Solo una vez al año, a las diez en punto del Jueves Santo, Murcia se queda a oscuras. Apenas el parpadeo de algún semáforo distraído ilumina la carrera nazarena. El cortejo central de la Semana Santa, el que parte de San Lorenzo, el que saca a las calles de la ciudad el inquietante Cristo del Refugio, procesión de luto donde sus cofrades hacen voto de silencio desde que, en sus hogares, visten la túnica negra y morada.

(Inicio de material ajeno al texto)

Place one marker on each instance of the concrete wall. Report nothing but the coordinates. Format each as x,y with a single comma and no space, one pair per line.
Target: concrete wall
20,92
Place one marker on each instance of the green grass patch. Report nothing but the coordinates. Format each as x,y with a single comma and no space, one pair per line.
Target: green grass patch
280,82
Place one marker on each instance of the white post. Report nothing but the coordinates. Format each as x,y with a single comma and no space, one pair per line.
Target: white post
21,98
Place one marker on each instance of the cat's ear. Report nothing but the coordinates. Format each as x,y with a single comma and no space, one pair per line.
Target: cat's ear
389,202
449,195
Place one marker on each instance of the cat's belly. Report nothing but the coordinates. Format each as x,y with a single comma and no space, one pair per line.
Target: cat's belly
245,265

Madrugada de corales que, en cada esquina, quiebran el silencio impuesto en el recorrido, siempre nutrido de espectadores aunque la noche esté avanzada. Pasa Cristo muerto en un trono de plata entre enormes faroles, entre los capuces de sus estantes que, descalzos, andan. Y resuena en la tarima antigua el golpe de la campana, que este trono así camina. Calle a calle, portal a portal, la ciudad está a oscuras.
Calles y nubes oscuras, no hay pájaros que arañen el cielo, ni música ni más lamento que el andar firme y sereno del Crucificado que arranca suspiros en San Lorenzo. La procesión va pasando sobre un lecho de sombrío asfalto, sin caramelos. Túnicas de antifaz morado y, entre las filas, monaguillos que parecen asustados. Como para no asustarse, si no cabe más sufrimiento.
Pasa el Cristo del Refugio. Ni las estrellas se atreven a iluminar su rostro. Su mirada, derrotada, buscando en las filas consuelo. Pero nadie grita su nombre, nadie acude a socorrerlo, avanza el desfile en silencio.